2021 YILI BURS VE KREDİ MİKTARLARINI AÇIKLADI

Konuşmasında üniversite öğrencilerine de müjde veren Cumhurbaşkanı Erdoğan, Gençlik ve Spor Bakanlığımız vasıtasıyla 2021 yılında öğrencilere verilecek kredi ve burs miktarlarını şöyle açıkladı: "Bilindiği gibi 2020 yılında lisans öğrencilerine 550 lira, yüksek lisansta 1100 lira, doktorada 1650 lira olarak uyguladığımız kredi ve burs ödemelerinin toplam miktarı 9 milyar 670 milyon lirayı buldu. Önümüzdeki yıl ise lisansta bu rakamı 550’den 650 liraya çıkarmış bulunuyoruz. Aynı şekilde 1100 lira olan yüksek lisansı da 1300 liraya çıkarıyoruz. Doktorada ise 1650 lira olan ödemeyi 1950 liraya çıkarmış oluyoruz. Ve bununla birlikte bütün zorluklara rağmen, işte koronavirüs musibetine rağmen bizler tamamen elimizden gelen gayretle öğrencilerimize kredi ve bursta çok ciddi bir desteği vermiş oluyoruz. Tabii bu ödemeler milli sporcularımıza iki veya üç katı, üniversite sınavında ilk 100’e girenlere de üç katı olarak yapılmaya devam edecek. Ocak ayında 452 bin öğrencimizin hesabına burs, 1 milyon 11 bin öğrencimizin hesabına kredi olarak bu tutarlar yatırılacaktır."

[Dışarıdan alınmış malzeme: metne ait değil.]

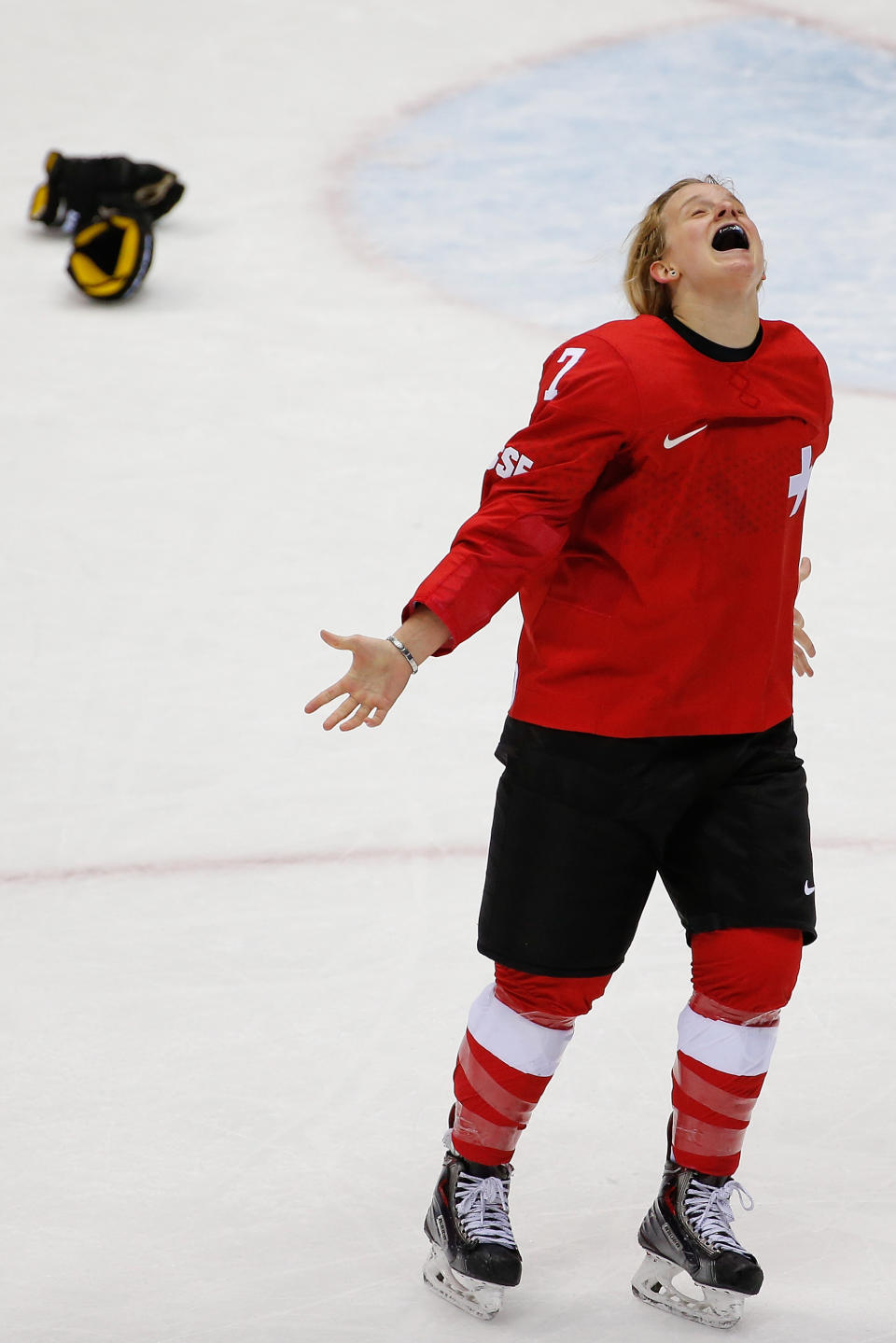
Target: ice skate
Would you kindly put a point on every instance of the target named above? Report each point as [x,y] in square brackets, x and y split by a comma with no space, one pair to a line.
[473,1254]
[694,1266]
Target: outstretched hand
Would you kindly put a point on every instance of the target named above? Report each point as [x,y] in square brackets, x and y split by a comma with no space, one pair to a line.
[804,648]
[371,685]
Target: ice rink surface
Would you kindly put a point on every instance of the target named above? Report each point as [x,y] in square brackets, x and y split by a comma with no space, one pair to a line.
[238,952]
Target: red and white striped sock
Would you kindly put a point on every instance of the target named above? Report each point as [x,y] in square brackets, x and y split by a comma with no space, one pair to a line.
[725,1039]
[718,1076]
[504,1065]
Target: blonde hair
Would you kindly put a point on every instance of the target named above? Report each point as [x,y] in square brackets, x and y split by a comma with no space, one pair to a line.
[648,245]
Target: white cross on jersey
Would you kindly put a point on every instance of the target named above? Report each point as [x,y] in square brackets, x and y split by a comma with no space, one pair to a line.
[800,483]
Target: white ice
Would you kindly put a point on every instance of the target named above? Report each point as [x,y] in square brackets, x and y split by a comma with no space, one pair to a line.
[238,952]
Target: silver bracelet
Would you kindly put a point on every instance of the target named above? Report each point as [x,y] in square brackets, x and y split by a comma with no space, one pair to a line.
[406,653]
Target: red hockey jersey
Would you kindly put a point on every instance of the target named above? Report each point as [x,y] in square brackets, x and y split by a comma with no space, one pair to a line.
[651,520]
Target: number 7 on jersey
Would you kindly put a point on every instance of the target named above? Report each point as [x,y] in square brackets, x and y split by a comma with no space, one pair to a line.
[571,355]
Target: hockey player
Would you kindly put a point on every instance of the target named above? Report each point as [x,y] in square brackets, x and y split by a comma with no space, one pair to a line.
[651,520]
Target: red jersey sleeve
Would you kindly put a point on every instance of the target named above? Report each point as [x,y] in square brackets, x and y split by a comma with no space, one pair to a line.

AİHM'NİN KARARINI ELEŞTİRDİ

Erdoğan, Avrupa İnsan Hakları Mahkemesi’nin (AİHM) tutuklu bulunan eski HDP Eş Genel Başkanı Selahattin Demirtaş hakkında verdiği kararı da değerlendirdi. Erdoğan, "Esasen AİHM, bizim mahkemelerimizin yerine geçecek şekilde karar veremez. Sadece burada verilen kararlar mahkemelerimizce değerlendirilir. AİHM bu kararı iç hukuk yolları tüketilmeden alarak istisnai bir uygulama yapmıştır. Kaldı ki biz bireysel başvuru adımını attığımız zaman Türkiye’de Anayasa Mahkemesi’ni bir defa bütün yolları tüketme unsuru olarak gördük. Bundan sonra AİHM de devreye girebilir, bu şekilde bu adımı atıyor. Ama şimdi görüyoruz ki burada bütün yollar tüketilmeden AİHM bu tür kararları alma yoluna tevessül etmiştir. Tamamıyla bu adımlar siyasidir, bunun da gereğini, gerekçesini biliyoruz" ifadesini kullandı.

'AİHM BÖYLE BİR TERÖRİSTİ SAVUNMANIN ARKASINDA OLDUĞUNU BİLMELİDİR'

AİHM'in Selahattin Demirtaş ile ilgili hükmünün, aynı mahkemenin İspanya'daki Batasuna Partisi kararındaki gerekçelerle açıkça çeliştiğine dikkat çeken Cumhurbaşkanı Erdoğan, şunları kaydetti:

"Mahkeme Batasuna Davası kararında bırakınız şiddet eylemlerini teşvik etmeyi, şiddet eylemlerini açıkça kınamamanın dahi cezaya konu suç sayılabileceğine hükmetmiştir. Terör örgütünün şiddet eylemini kınamamayı teröre destek olarak kabul eden bir mahkemenin, 6- 8 Ekim 2014’te 39 vatandaşımızın hunharca katledilmesiyle sonuçlanan bir eylemin baş sorumlusunun tahliyesini istemiş olması resmen çifte standarttır, hatta iki yüzlülüktür. AİHM Türkiye nezdinde saygı görmek istiyorsa önce dönüp kendi çelişkilerini sorgulamalıdır. Buradaki tartışmanın konusunun Avrupa Parlamentosu’nun terör örgütü olarak kabul ettiği PKK ile içli dışlı olan, elinde onlarca masumun kanı bulunan siyasetçi maskeli bir kişi olduğunu tekrar hatırlatmak isterim. AİHM şu anda böyle bir teröristi savunmanın arkasında olduğunu bilmelidir. Bilmiyorsa biz devamlı bunu söyleyeceğiz. Söylemeye devam edeceğiz. Bu şahıs siyasi görevleri veya siyasi söylemleri sebebiyle değil, terörle arasına mesafe koyamadığı, bölücü terör örgütünün emriyle onlarca kişinin ölümüne yol açtığı için milletimizin gözünde de suçludur. Kobani’nin katili budur, Diyarbakır’daki 53 tane gencin, yavrumuzun katili budur. Oradaki Kürt kardeşlerimi sokağa döken, ondan sonra da bu kardeşlerimizin ölümüne neden olan odur. Ey AİHM, sen anlamasan da biz anlatmaya devam edeceğiz. Aynı mahkemenin FETÖ davaları için takınacağı tavrın da işaretleri şimdiden gözükmeye başladı. PKK’ya terör örgütü muamelesi yapmayan, PKK ile irtibatlı kişileri terörist kabul etmeyen bu mahkemenin FETÖ ile ilgili olarak aynı yaklaşımı sergilememesini temenni ediyoruz. Aksi takdirde bunca çifte standarda ve riyakarlığa daha fazla tahammül etmek mecburiyetinde olmadığımızın da bilinmesini isterim."